Guyard resta silencieux un moment. Quelques secondes de trop, certainement.

- Sire Martial. Qu'en est-il de vos capacités maritimes ?
- Elle est... Insuffisante, Votre Grâce. Nous pourrions transporter une partie de notre glorieuse armée, mais, si je puis dire, nos capacités financières sont limitées, et, malheureusement, si nous pouvions conscrire des galères marchandes, cela requièrerait un investissement particulière-
- Vous ne pouvez pas. Bien.
Admettez, sire, que nous souhaitions prendre Verastre. Nous ne sommes pas limitrophes de la capitale. Nous avons à marcher directement sur Champdor. Et Amelin est plus proche. Si nous faisons une course, nous perdons, alors que Verastre a des murailles tellement fortes que celui qui s'en empare sera compliqué à assiéger.

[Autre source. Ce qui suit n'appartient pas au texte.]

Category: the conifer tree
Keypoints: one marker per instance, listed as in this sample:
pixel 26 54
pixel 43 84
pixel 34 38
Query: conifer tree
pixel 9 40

Maël sourit. Il souriait tout le temps, mais il avait fait un petit bruit. Il avait, et ce n'était sûrement pas par inadvertance, toussé un petit peu trop fort.
Mordred l'observa.

- Votre trop haute confiance en vous est dangereuse, mon duc. Les alliés sont faciles à gagner, lorsque tout est remis en cause... Et c'est ce dont nous manquons cruellement, d'alliés. [/b]

Mordred se redressa dans son siège, et dévisagea le petit noble.

- Je ne suis pas idiot, sire Maël. Cessez de dire des choses que je sais déjà.
Il y a deux maisons qui se dressent sur notre chemin vers Verastre. Les Mincor-Serutas de Corneval, et les Deschenêts de Champdor. Ces deux maisons règnent sur des terres riches et fertiles, et ils sont puissants par le prestige et par l'influence politique. Si nous désirons gagner, il faut immédiatement trouver un moyen de nous allier à eux.
A présent est l'heure de nous assurer de les avoir dans notre camp.
Votre majesté,
s'adressa-t-il subitement à Albran, vous devez vous préparer à vous marier. Épouser une Deschesnêt ou une Mincor-Seruta. Il faut aussi nous préparer à faire des concessions, à proposer des postes au conseil restreint. Mais ne surtout pas promettre des lois plus avantageuses, car il faut renforcer votre autorité, pas servir de simple paillasson. Ce qu'il faut, c'est promettre à ces nobles de renforcer le pouvoir royal, mais qu'ils en profiteront parce qu'ils seront alliés de la couronne.
Il y a aussi mon cousin, Balian d'Epauline, qui est le plus proche de la capitale... Il faudra que je m'assure de son allégeance le plus tôt possible.
Sire Maël, vous êtes très fort là-dedans. Je vous enverrais en mission diplomatique. Et vous, sire Martial.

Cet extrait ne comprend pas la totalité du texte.